John Maxwell Coetzee (Ciudad del Cabo, 1940) se ha ganado la fama de inescrutable a pulso. Dos veces ha obtenido el Premio Booker y dos se ha negado a recogerlo. No concede entrevistas. No permite que nadie curiosee en su privacidad. Considera que todo lo que hay que conocer de él está en sus libros.

Y nos habríamos resignado a saber que es un surafricano de origen afrikaaner que acabó escribiendo en inglés de no ser porque, inopinadamente, en 1997 publicó el primer volumen de sus memorias, Infancia . En ella --si estamos dispuestos a creer que no es ficción-- se dibuja como un niño egoísta, soberbio e inteligente que sentía terror por la violencia de los profesores y perplejidad ante la evidencia de que los amos de las granjas fueran blancos siendo negros los nativos. Su padre era un abogado fracasado y su madre, una profesora retirada.
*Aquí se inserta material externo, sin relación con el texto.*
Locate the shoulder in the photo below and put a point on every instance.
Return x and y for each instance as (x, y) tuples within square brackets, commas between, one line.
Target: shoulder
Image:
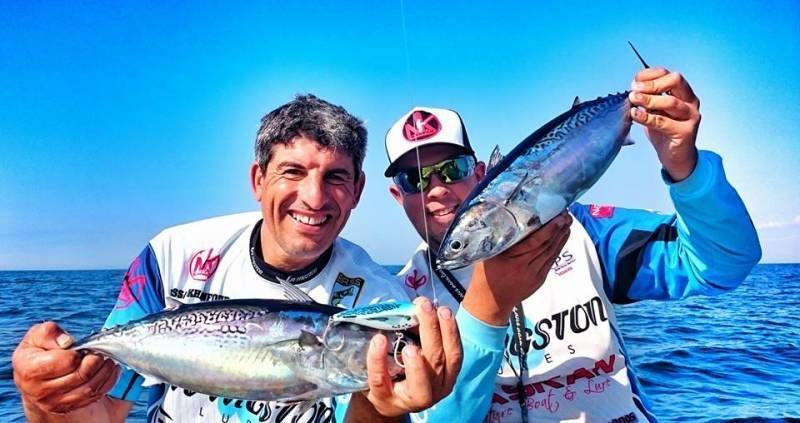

Luego Coetzee regaló Juventud , el segundo volumen de intimidad. Sabemos que antes de los 20 dejó el domicilio familiar, estudió cursos sueltos en Ciudad del Cabo, trabajó de noche en la biblioteca de la universidad y empezó a abrigar el deseo de apartarse de ese mundo violento y excluyente. Acabó instalándose en Londres con la intención de ser un artista como Pound o Elliot. Estudió lingüística y encontró trabajo como programador de IBM, una labor muda y solitaria que le espesó el mutismo y la soledad. Ejercitó esa perspectiva del testigo que aprovecharía literariamente.

MARCHAS CONTRA LA GUERRA

Más tarde se marchó a Austin (Texas) a estudiar inglés. En 1968 acabó su tesis sobre Beckett y, durante dos años, enseñó en la Universidad de Búfalo. Pero su participación en las marchas contra la guerra de Vietnam le obligaron a marcharse de EEUU y volver a Ciudad del Cabo, donde impartió clases de literatura desde 1971. Su prosa desnuda y contenida empezó a ganar volumen y tres años después la ofreció en Dusklands . Le siguieron En medio de ninguna parte y Esperando a los bárbaros . Aunque Vida y época de Michael K. (1983), que obtuvo el primer Booker, fue su trampolín universal.

Coetzee, que hoy vive en Adelaida y enseña en Chicago, mantiene con Suráfrica una relación de amor y de repulsión. Siempre ha subrayado que no es defensor de ninguna causa. "Soy alguien que tiene noción de la libertad, como la tiene cualquier prisionero, y que construye representaciones de gente que se libera y ve la luz". Con Desgracia , el otro Booker, demostró que el fin del apartheid no fue el fin de la violencia.

En Coetzee las ficciones se sitúan fuera de la historia. Cada título subvierte el género de manera distinta. Pero todos sus protagonistas intentan sobrevivir en un mundo donde el poder ha destruido el sentido de las palabras. Son seres violentamente solos, hundidos en la culpa, estériles. Antihéroes en torno a los cuales, Coetzee aporta una riqueza estética, un humor sombrío y una dosis de ambiguedad lingüística. La otra Nobel surafricana, Nadine Gordimer, ha dicho que llega al centro neurálgico del ser.